What is a style guide like? It is a document containing the whole design system that acts as a guide first for the creation of new graphic mock-ups and then for their implementation. It can comprise numerous sections and be more or less exhaustive according to the team’s requirements.
The important thing is that it is always:
- Up-to-date
- Shared
- Used
A style guide is above all a communication and cooperation tool. In fact, if it is not shared, recognized and used by the whole team it is useless. It can have different formats: the first brand style guides were actual paper manuals, then they were replaced by pdf documents, perhaps stored in shared folders (alas never opened). Now, live, online and often public style guides are spreading, which can also contain a library of components. The latter are particularly advantageous due to the ease of access by the whole team, who will have fewer excuses for forgetting about them.
But why make a style guide?
Style guides offer a series of advantages:
- They maintain the consistency of the design in every part of the product
- They define rules recognized by everyone Once established together and formalized in a tool that is easy to use, it becomes almost automatic to follow them
- Although they require a substantial initial effort, they allow time savings during the product creation step, as they provide all the components already made and the rules for assembling them
- They can replace other types of design documents
- They are a good starting point for explaining the design to new team members, or for handovers
- They replace the handover of oral information which, while being more immediate, can be dangerous, as it relies on the designer’s memory alone.

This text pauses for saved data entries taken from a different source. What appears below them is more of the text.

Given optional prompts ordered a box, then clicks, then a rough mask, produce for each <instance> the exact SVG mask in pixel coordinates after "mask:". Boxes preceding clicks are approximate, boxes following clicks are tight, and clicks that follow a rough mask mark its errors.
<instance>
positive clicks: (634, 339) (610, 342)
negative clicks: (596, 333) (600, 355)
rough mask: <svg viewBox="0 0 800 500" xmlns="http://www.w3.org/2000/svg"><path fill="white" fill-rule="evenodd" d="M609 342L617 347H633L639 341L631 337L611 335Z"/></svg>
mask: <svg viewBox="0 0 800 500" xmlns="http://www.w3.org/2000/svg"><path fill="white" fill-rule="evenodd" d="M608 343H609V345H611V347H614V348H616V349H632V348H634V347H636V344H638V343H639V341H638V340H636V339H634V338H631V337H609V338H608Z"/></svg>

How to create a style guide
Naturally, creating a style guide for a new product is different from creating one for an existing product.
In the former case the style guide will be created gradually as the new design is developed; but let’s talk about the latter case.
First of all we need a clear idea of the current situation. It is useful to compile an inventory of components, recording every case in which they are presented differently. Take note of colour codes, text styles, elements (such as buttons, icons, text input, checkboxes, etc.), layouts. It is likely in this step to come across inconsistencies in the elements created organically over time. Once all the components have been collected, it is time to remove redundant ones and make a definitive list. To have an exhaustive document, it is advisable to combine at least two types of style guide: design language and pattern library.
The document can be drawn up with the preferred tool, but it is important to remember that the first version isn’t the definitive one. Various revisions may be needed to obtain a really usable result.
With the first ones it becomes clear that in practice some details won’t work as they were designed to and, when this happens, the team’s advice should be taken and the necessary changes made.
At the end a definitive document is produced which can then be used in practice.